Source: 2020 Carlsberg Malaysia AGM presentation slides
3. Carlsberg Malaysia’s Q1 2020 financial performance has taken a dip because of COVID-19. During the Movement Control Order (MCO) period in Malaysia, its brewery was not allowed to operate for about seven weeks between March and May as the business was categorised as a non-essential service. Its quarterly revenue and net profit slipped by 10.6% and 16.7% to RM589.9 million and RM73.0 million respectively. The company has temporarily suspended its interim dividend payment in 2020 but will still maintain its minimum annual dividend payout of 100%.
Part-time sales promoters were retrenched as the company navigates challenges posed by COVID-19. It is also worth noting the board of directors willingly took a 20% pay cut in 2020 in response to the current challenging business environment.
4. Managing director Stefano Clini responded to a shareholder’s claim that only a small portion of inventory was written off during the MCO. A low level of inventory is usually kept so that they stay fresh. As a result, some customer businesses ran out of Carlsberg products during the MCO as Carlberg Malaysia’s operations were suspended temporarily and ran only with minimal staffing. The company intends to increase its inventory level and will be better prepared if Malaysia or Singapore enter into another lockdown in the future.
5. Carlsberg Malaysia reaches consumers through on-trade, off-trade, and e-commerce channels. A majority of its revenue is derived from on-trade customers such as coffee shops, restaurants, bars, and pubs. Traditional outlets like coffee shops and restaurants face slower recoveries as a result of reduced capacities. The company will continue to help them drive more sales via deliveries.

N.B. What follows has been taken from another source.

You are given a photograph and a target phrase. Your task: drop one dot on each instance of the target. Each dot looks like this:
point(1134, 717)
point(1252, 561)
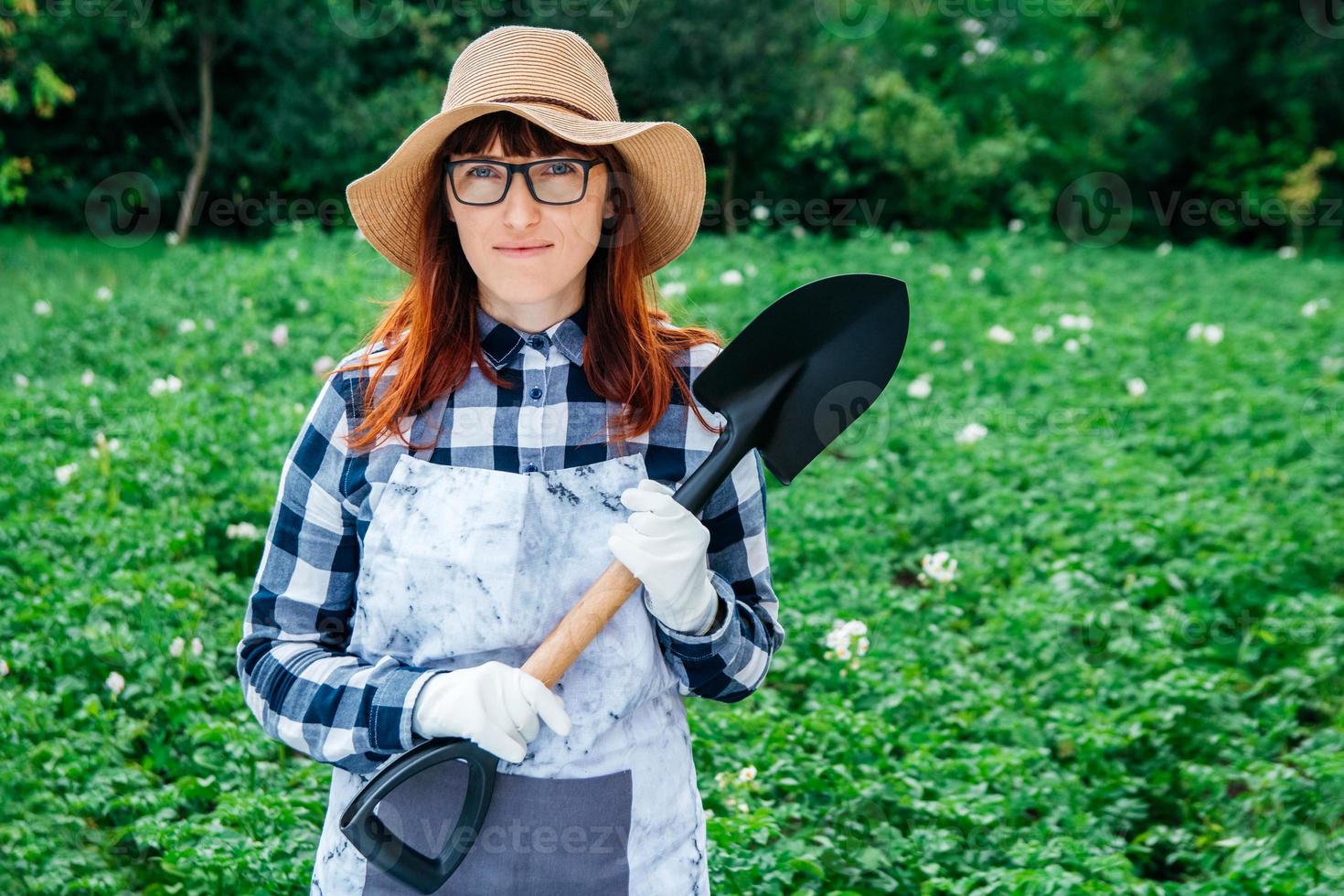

Meanwhile, nightclubs and pubs are still closed during the Recovery MCO period at this point of writing. The Kuala Lumpur City Hall’s decision to freeze applications for new liquor licences following a number of road accidents involving drunk drivers lately could further dent the revenue growth of Carlsberg Malaysia in the short term.
Off-trade customers like supermarkets and convenient stores are experiencing higher sales as more consumers consume alcohol at home rather than at establishments. Carlsberg Malaysia intends to ramp up its e-commerce presence by reallocating resources and marketing initiatives here as the volume of beer sold via e-commerce surged.
6. Carlsberg Malaysia incurred proportionally higher production costs during the MCO due to a higher fixed cost to sales. The price of raw materials has remained rather stable. Carlsberg Malaysia foresees tougher competition in Singapore due to foreign imports from 2020 onwards, as the import tax on beer from the EU was removed following the implementation of the EU-Singapore Free Trade Agreement in November 2019.
7. Counterfeit alcohol remains the biggest challenge to the company’s operations in Malaysia. The Confederation of Malaysian Brewers Malaysia estimated that counterfeit alcohol accounted for 20% and 80% of the total beer sales volume in Peninsular Malaysia and East Malaysia respectively. Each year, the Malaysian government loses about RM1.5 billion worth of potential tax revenue from illicit beer alone.